There are not many services that can rival Google Maps. The best alternative is probably Apple Maps, but you don’t have an iPhone. OsmAnd is a serviceable contender worth a look.
One of the best features of OsmAnd is offline maps. It’ll ask you at the start where you live and download a large area around that location. OsmAnd is open-source and based on OpenStreetMap. It’s a little clunkier than Google Maps, but it packs a lot of features.
Google Photos may be Google’s best service, but it’s not irreplaceable. There are several high-quality photo backup apps. OneDrive is a great option, but if you’re sick of the Microsoft recommendations, we’ll go with Amazon Photos.
Amazon Photos offers 5GB of free storage to all users, plus unlimited photo storage for Amazon Prime subscribers. Just like Google Photos, you can automatically back up photos from your phone’s camera. If you already pay for Prime, this is an easy alternative.

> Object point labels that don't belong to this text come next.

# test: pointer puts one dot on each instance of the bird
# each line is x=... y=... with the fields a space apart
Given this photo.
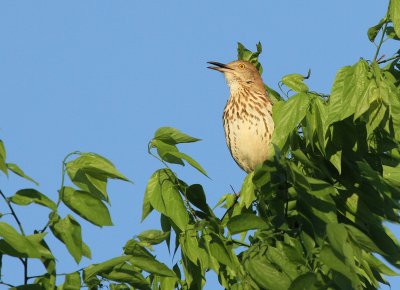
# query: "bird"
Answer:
x=247 y=117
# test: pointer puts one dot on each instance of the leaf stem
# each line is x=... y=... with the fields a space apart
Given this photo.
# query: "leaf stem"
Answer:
x=380 y=42
x=13 y=213
x=64 y=164
x=389 y=59
x=240 y=243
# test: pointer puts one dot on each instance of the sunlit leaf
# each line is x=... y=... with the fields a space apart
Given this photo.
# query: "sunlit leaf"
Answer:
x=68 y=231
x=18 y=242
x=245 y=222
x=28 y=196
x=295 y=82
x=87 y=206
x=394 y=12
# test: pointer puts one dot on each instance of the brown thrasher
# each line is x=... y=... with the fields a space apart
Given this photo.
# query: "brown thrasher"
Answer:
x=247 y=117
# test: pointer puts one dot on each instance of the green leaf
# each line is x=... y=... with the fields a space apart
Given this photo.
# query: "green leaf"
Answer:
x=245 y=222
x=14 y=168
x=221 y=252
x=272 y=94
x=153 y=237
x=96 y=184
x=353 y=92
x=189 y=160
x=30 y=195
x=266 y=275
x=3 y=155
x=295 y=82
x=87 y=206
x=68 y=231
x=142 y=259
x=247 y=195
x=252 y=57
x=173 y=136
x=394 y=12
x=104 y=267
x=287 y=115
x=18 y=242
x=72 y=281
x=362 y=240
x=28 y=287
x=304 y=282
x=328 y=257
x=94 y=164
x=163 y=195
x=128 y=274
x=373 y=31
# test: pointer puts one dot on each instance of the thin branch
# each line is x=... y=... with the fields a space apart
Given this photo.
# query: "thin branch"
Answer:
x=389 y=59
x=4 y=283
x=380 y=42
x=13 y=212
x=240 y=243
x=64 y=164
x=234 y=203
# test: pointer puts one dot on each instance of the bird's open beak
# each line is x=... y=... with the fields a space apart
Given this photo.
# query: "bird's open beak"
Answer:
x=218 y=66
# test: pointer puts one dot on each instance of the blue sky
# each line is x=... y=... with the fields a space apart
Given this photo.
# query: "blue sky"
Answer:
x=102 y=76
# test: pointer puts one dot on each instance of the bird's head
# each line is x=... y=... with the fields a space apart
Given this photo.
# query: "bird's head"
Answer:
x=239 y=74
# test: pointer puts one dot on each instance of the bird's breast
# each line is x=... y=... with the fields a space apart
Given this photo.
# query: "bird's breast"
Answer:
x=248 y=126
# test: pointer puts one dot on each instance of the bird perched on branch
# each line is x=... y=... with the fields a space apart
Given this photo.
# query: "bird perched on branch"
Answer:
x=247 y=116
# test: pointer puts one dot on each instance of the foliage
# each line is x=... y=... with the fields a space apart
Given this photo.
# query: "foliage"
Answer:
x=314 y=216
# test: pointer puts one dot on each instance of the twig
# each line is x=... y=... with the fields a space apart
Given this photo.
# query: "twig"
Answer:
x=4 y=283
x=240 y=243
x=13 y=213
x=380 y=42
x=389 y=59
x=62 y=186
x=234 y=203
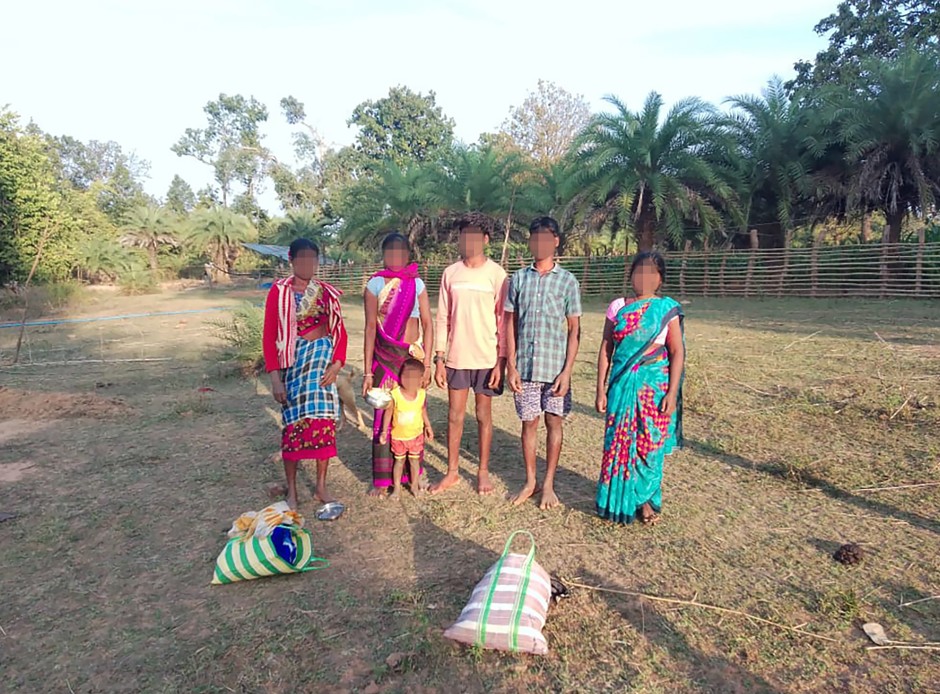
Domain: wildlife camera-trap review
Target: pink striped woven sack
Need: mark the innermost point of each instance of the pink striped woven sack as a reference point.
(507, 607)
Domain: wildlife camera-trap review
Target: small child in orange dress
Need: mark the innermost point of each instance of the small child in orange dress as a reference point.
(410, 426)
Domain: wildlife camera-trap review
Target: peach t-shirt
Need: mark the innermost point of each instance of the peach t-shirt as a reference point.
(470, 315)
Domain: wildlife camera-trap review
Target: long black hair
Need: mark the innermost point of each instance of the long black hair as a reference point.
(653, 256)
(298, 245)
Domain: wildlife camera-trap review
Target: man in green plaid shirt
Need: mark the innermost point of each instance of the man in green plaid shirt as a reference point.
(543, 331)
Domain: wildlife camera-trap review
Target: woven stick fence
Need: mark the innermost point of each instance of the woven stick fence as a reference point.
(871, 271)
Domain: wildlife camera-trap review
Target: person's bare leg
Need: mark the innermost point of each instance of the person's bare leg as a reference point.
(322, 494)
(530, 432)
(457, 409)
(290, 475)
(484, 407)
(414, 469)
(555, 426)
(397, 469)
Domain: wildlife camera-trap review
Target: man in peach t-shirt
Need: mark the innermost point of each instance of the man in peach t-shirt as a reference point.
(469, 333)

Before Google Drive came around, Dropbox was the king of cloud storage. The service is still kicking, and it’s still a good alternative. Dropbox is priced similarly to Google Drive, offering a whopping 2TB of storage for $9.99 per month.
It lacks some of the collaborating features you can find in Google Drive, but the interface is less messy, it can sync with your PC, and it’s easy to share files with other people. It’s a solid place to store all of your random files and stuff.